The midrashic tradition on Hagar's pride after conceiving becomes more legible against this background. She had come from Egypt as the daughter of a king. She had been given to serve. And then she became pregnant where Sarah had not -- and began to use that fact as a verdict on Sarah's righteousness. If Sarah were truly pious, Hagar reasoned, God would not have withheld children from her. The Midrash does not excuse Hagar for this. It explains it. Pride of that kind comes from a woman who has calculated her worth against the woman she serves and found an opening.
What is striking is that the angel who appeared to Sarah in Pharaoh's palace and the angel who later appeared to Hagar in the wilderness are part of the same divine attention turned toward the same household. The apocryphal literature tracks this with precision. God is watching all of them -- not just the patriarchs, not just the designated heirs of the promise, but the Egyptian woman who arrived as a consequence of Sarah's ordeal and stayed to become a mother of nations in her own right. The angel in Pharaoh's palace told Sarah she would be protected. The angel in the wilderness of Beer-lahai-roi told Hagar she would be multiplied. The same divine economy runs through both encounters.

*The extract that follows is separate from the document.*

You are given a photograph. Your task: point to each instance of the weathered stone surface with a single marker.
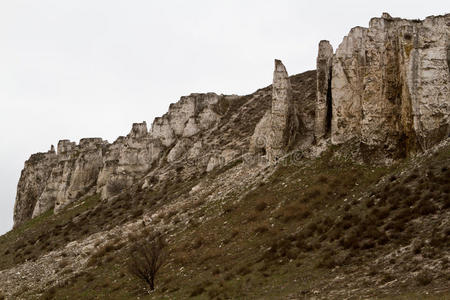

The rabbis read the Egypt episode with a precision that the plain text resists. Sarah arrived in Pharaoh's palace having done nothing wrong. She left with property, a province, and a daughter of the king who would one day give Abraham his firstborn son. The Ginzberg tradition frames this as a pattern: in every place where Abraham and Sarah were wronged or endangered, they departed with more than they had arrived with. Egypt gave them Goshen. The plagues that fell on Pharaoh's house were, in the tradition's accounting, not punishments for his wickedness alone but the mechanism by which God redistributed wealth toward the family carrying the promise. This is not comfortable theology. The Midrash does not try to make it comfortable. It simply notes that the angel stood in the room, the king could not see him, and Sarah came home richer.
Sarah never forgot Goshen. The tradition insists she kept it as her own, held it in her name through all the years of wandering. When her descendants finally settled there, they were not immigrants in a foreign province. They were coming home to their inheritance. An Egyptian king had given it away in the presence of an angel he could not see, while trying to take a woman he could not keep.